We Can't Get Tired of Caring: Brokenness and Hope in South Sudan
Last week the world's youngest nation turned six.
Independence day in South Sudan passed without much of a celebration anywhere, including inside of South Sudan. Festivities were canceled by the South Sudanese government. Could have been in order to keep peace. More likely was because the government is broke.
And broken. Like most of the juvenile nation.
NPR (along with several other news outlets) did a few stories about South Sudan last week, in what at least proved to be a hat-tip to the nation's birthday. But I fear the journalistic community may be slack in their coverage of South Sudan and her current crisis for the simple reason that their audience is more of less tired of it.
South Sudan has been in the news for a long time.
For reasons I'm still trying to get my head around, the US has put South Sudan high on its foreign policy priorities - dating back to the Clinton era.
Now, we're apparently tired of hearing about it. Tired of talking about it. Tired of supporting it. Tired of giving toward something which apprears to be a international version of "The Money Pit." South Sudan is old news before she turns six.
Of course, let's be honest. There's not a lot to celebrate. There is much to mourn. Out of 11 Million South Sudanese - 6 million are in danger of starving to death - right now, as I write this. The troubling thing about this particular famine is the fact that it's almost entirely manmade. Civil conflict has been an ongoing reality in South Sudan since 2013 - and in the region for decades. This has resulted in over 2 million South Sudanese people seeking refuge in other countries and millions more facing facing displacement. 55% of refugees in the world come from three countries. South Sudan is one of them, currently host to the world's fastest growing displacement crisis.
Of course, South Sudan's woes are not entirely of human origin. At least arguably. This year farmers are facing more natural dangers to their already vulnerable crops, which will only deepen the looming cloud of hunger on the torn and broken nation.

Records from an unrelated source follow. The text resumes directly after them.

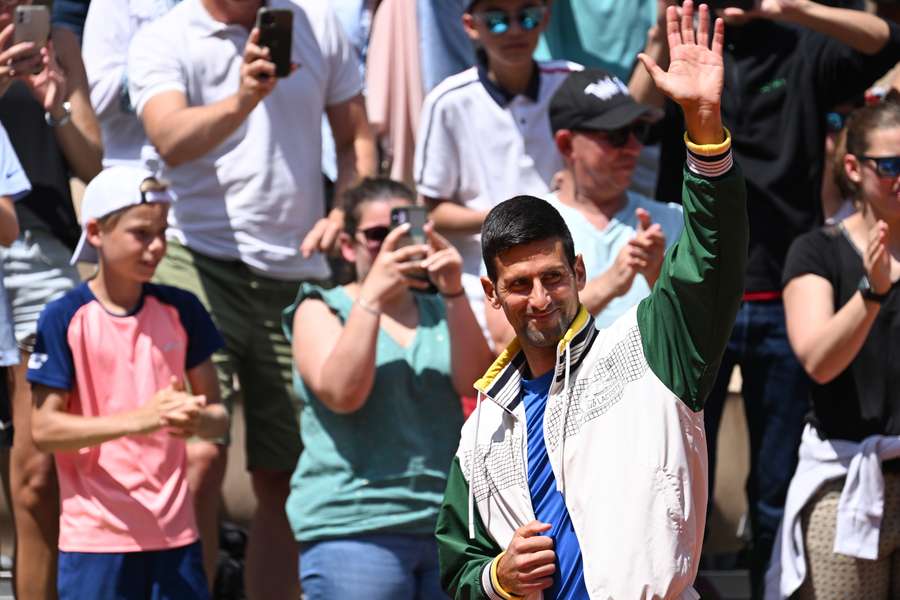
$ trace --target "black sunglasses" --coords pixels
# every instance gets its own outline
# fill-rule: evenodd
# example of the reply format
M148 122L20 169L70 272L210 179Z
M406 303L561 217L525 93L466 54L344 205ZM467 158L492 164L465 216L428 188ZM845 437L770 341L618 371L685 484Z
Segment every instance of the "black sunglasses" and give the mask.
M632 135L634 135L640 143L645 143L650 137L650 127L650 123L647 123L646 121L636 121L634 123L629 123L625 127L619 127L618 129L611 129L609 131L595 130L594 133L603 134L606 142L613 148L624 148Z
M871 160L875 163L875 172L879 177L894 179L900 175L900 156L861 156L857 154L856 158Z
M357 229L357 232L363 234L363 237L366 238L367 242L380 244L391 232L391 228L385 227L384 225L376 225L375 227L368 227L366 229Z
M526 6L515 15L516 22L522 31L532 31L540 26L547 7L543 5ZM475 13L475 18L481 21L491 35L503 35L509 31L513 15L500 9L490 9Z

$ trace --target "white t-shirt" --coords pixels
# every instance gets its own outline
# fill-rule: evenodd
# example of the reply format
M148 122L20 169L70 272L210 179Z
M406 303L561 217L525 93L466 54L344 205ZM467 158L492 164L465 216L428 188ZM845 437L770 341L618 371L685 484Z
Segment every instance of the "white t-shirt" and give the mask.
M588 221L581 212L572 206L563 204L556 194L547 194L544 199L559 211L572 234L575 242L575 253L581 254L588 281L602 275L616 261L619 250L637 233L638 220L635 210L643 208L650 213L654 223L659 223L666 236L666 250L681 237L684 229L684 213L681 205L657 202L640 194L626 192L628 201L625 206L610 219L607 226L600 230ZM631 288L618 298L613 298L597 315L595 323L598 329L609 327L629 308L650 295L650 286L643 275L637 275Z
M353 47L327 2L272 0L294 12L291 60L250 116L206 156L162 168L175 203L169 235L208 256L237 259L284 280L321 279L320 254L304 260L300 243L325 214L321 118L327 106L362 90ZM140 115L165 91L191 106L234 94L249 32L214 20L200 0L184 0L135 36L128 56L131 99Z
M103 136L103 166L139 164L147 143L128 96L128 46L144 25L177 0L92 0L84 21L81 56Z
M425 98L416 138L415 178L423 196L488 210L500 202L550 191L563 167L553 141L550 99L570 72L566 61L538 63L528 94L504 98L481 67L448 77ZM448 236L463 271L481 272L478 234Z

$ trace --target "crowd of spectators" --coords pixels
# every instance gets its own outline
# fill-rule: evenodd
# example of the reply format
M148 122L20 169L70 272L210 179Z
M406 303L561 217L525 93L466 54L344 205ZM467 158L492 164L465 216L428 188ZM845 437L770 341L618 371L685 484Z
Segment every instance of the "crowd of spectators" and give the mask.
M202 396L229 413L241 403L256 500L246 597L297 598L301 586L310 599L445 597L433 532L450 463L473 383L516 344L485 299L485 216L508 198L547 200L583 261L579 299L598 329L651 293L687 235L691 124L648 73L668 65L665 15L681 3L55 0L47 42L14 42L17 9L38 4L0 0L0 441L16 597L77 597L69 553L178 546L149 547L146 532L132 546L75 542L79 510L102 531L121 516L79 479L113 438L54 437L47 411L124 409L72 400L104 389L81 388L83 363L99 360L83 349L70 377L42 374L66 335L70 346L99 340L59 329L60 302L193 315L181 317L189 364L146 369L179 375L165 389L185 403ZM718 10L721 111L750 237L703 414L711 494L739 367L755 599L900 597L898 6ZM261 7L292 14L287 77L261 42ZM75 180L88 185L85 210L129 182L136 200L79 221ZM156 244L152 268L135 304L117 305L96 286L117 285L108 240L132 230L108 219L147 194L159 194L164 237L142 234ZM411 206L429 215L412 242L392 220ZM98 261L99 275L87 264ZM174 288L195 299L173 300ZM207 321L218 333L204 333ZM215 339L194 339L204 336ZM207 362L215 392L198 374ZM218 418L198 410L190 419ZM199 539L194 558L213 589L230 436L179 415L160 421L190 438L177 456L196 535L178 539ZM110 565L84 576L122 570Z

Climate change. We have to own at least a part of that, as well.
I've been personally following the disaster that is South Sudan for some time because of my day-Job (I work with a church-based international relief and development organization). South Sudan is landing on the blog for two reasons.

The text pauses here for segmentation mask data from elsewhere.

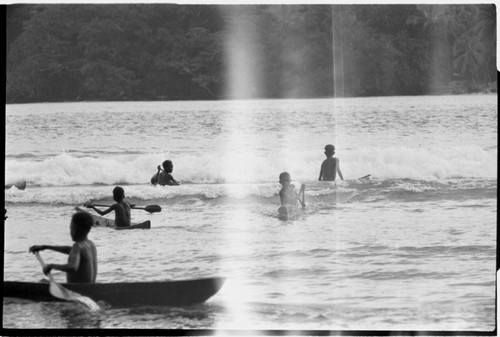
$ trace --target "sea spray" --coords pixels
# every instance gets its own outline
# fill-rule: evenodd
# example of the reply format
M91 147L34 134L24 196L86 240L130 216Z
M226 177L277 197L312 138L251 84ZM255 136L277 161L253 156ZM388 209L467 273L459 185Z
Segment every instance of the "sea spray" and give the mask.
M497 175L496 150L487 152L478 146L367 147L339 152L345 179L357 179L366 174L377 179L421 180L495 179ZM221 160L224 156L228 159ZM285 170L297 183L317 179L324 160L318 153L296 151L293 160L285 160L289 156L288 153L249 152L240 155L146 153L90 157L62 153L41 161L9 158L5 183L24 180L36 186L146 184L165 159L173 161L173 176L183 183L277 182L279 173Z

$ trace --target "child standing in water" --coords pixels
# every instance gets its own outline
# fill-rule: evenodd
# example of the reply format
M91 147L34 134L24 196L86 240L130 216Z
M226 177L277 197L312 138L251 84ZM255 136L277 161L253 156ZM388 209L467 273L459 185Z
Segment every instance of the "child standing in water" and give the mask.
M179 182L172 177L172 171L174 170L174 164L171 160L165 160L163 162L163 172L161 166L158 165L158 172L151 178L151 184L153 185L179 185Z
M73 214L70 224L70 235L74 241L73 246L31 246L30 253L50 249L59 253L67 254L66 264L47 264L43 273L48 274L51 270L66 272L68 283L95 283L97 277L97 249L95 244L88 239L88 234L94 223L92 216L87 212Z
M337 178L337 172L340 179L344 180L342 172L340 171L340 161L338 158L333 157L335 154L335 146L328 144L325 146L326 159L321 164L321 170L319 171L319 179L324 181L335 181Z
M128 227L130 226L130 207L131 205L124 201L125 191L120 186L116 186L113 189L113 199L116 204L111 205L108 209L101 211L97 209L92 203L86 203L84 206L87 208L92 208L94 211L99 213L99 215L106 215L111 211L115 211L115 225L116 227Z
M305 185L302 185L300 187L300 195L297 195L297 192L295 192L295 186L290 184L292 181L290 177L290 173L288 172L282 172L280 174L280 184L281 184L281 190L280 190L280 202L281 202L281 207L284 206L297 206L297 201L300 202L302 205L302 208L306 207L305 202L304 202L304 190L305 190ZM302 196L302 199L300 198ZM280 207L280 208L281 208Z

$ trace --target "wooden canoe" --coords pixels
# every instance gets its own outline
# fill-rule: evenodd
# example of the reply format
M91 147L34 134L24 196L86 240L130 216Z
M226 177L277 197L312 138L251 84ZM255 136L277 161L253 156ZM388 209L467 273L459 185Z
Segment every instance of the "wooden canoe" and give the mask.
M16 187L18 190L24 190L26 188L26 181L21 181L15 184L7 184L5 185L5 189L9 189L12 187Z
M76 207L75 208L78 211L81 212L87 212L81 207ZM151 221L147 220L141 223L132 223L132 225L128 227L116 227L115 225L115 220L113 219L108 219L103 216L95 215L90 212L87 212L92 216L92 219L94 219L94 226L97 227L112 227L117 230L127 230L127 229L150 229L151 228Z
M215 295L225 278L122 283L61 283L80 295L113 307L186 306L200 304ZM49 292L49 283L4 281L4 297L32 301L61 301Z

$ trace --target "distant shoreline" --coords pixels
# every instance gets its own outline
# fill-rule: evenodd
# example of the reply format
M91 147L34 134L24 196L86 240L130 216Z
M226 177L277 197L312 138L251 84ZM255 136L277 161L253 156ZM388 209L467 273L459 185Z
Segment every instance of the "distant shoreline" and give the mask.
M190 102L190 101L259 101L259 100L294 100L294 99L303 99L303 100L314 100L314 99L332 99L332 98L363 98L363 97L419 97L419 96L468 96L468 95L497 95L496 91L494 92L466 92L466 93L438 93L438 94L422 94L422 95L390 95L390 96L349 96L349 97L296 97L296 98L233 98L233 99L148 99L148 100L140 100L140 99L123 99L123 100L75 100L75 101L25 101L25 102L6 102L6 104L44 104L44 103L103 103L103 102Z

- More people need to know what is happening there. This is an ongoing, under-reported humanitarian disaster.
- I believe the seeds to the answers for a highly complex, complicated issue are seeds already sown throughout South Sudan.
Already sown. Like a grain of wheat that is buried under the ground and has died.

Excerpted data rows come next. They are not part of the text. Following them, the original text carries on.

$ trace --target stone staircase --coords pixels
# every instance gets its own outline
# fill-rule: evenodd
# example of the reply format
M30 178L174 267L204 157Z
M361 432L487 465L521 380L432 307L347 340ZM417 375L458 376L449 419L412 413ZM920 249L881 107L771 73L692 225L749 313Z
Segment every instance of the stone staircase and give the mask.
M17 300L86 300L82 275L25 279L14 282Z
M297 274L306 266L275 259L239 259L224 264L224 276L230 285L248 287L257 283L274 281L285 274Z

There's a lot about the modern Church which currently makes me sad. And sometimes angry. Particularly in the Church-world which falls under the categorization of "Evangelicalism" - a label I'd personally like to abandon all together.
That said, I still deeply believe in the purpose and possibility of the global Church being the transformative institution in places like South Sudan.
The Church is the Infrastructure.
South Sudan has no visible infrastructure. The division in communities is as geographic as it is racial. Roads and people groups are broken with no immediate remedy. However, beneath the brokenness there is a timeless skeletal structure known as the Church. Churches are deeply embedded in South Sudanese fabric. The problem is that many of them are weak and marginalized. One of the things I love about the way my parent organization does development work is the fact that real change and transformation is accomplished by strengthening and training local churches. Rather than simply giving money or dropping food, with hopes it will fall into the right hands, build capacity in what remains. Strengthen the bones. They will live.
The Church Provides Hope
Hope is perhaps the most important of all human virtues. Some say we can't live without it. In the midst of so much pain, suffering, and hopelessness - one South Sudanese pastor says, "Part of our message as a church at the moment is to tell the people 'Hey! There is hope. What has a beginning will have an ending ...'" Hope does not disappoint and without hope, there can't be life. The Church in South Sudan (and anywhere) must be a place where hope can radiate.
The Church is Doing its Job.
As a Jesus-follower, I believe the Church in every community is there for a very specific and Biblical purpose. The Church should be working for the transformative good of the community. It's part of the Biblical job description. While there's been a lot of crappy things done in the name of the Church throughout history - that's only part of the story. The full story includes amazing and beautiful things. Transformative things. Things that don't make history books, but radically change lives and families for the better. Forever.
I'm currently thinking, praying, and talking quite a bit about South Sudan. My theological and spiritual roots put me in a place of believing quite strongly that the answer to pain and brokenness, and specifically that which is currently South Sudan, lies squarely in the hands of the Church, globally. Here and there.
The generosity of the Church here, empowering the Church there. The Church there, teaching the Church here. It's beautiful when it works both ways.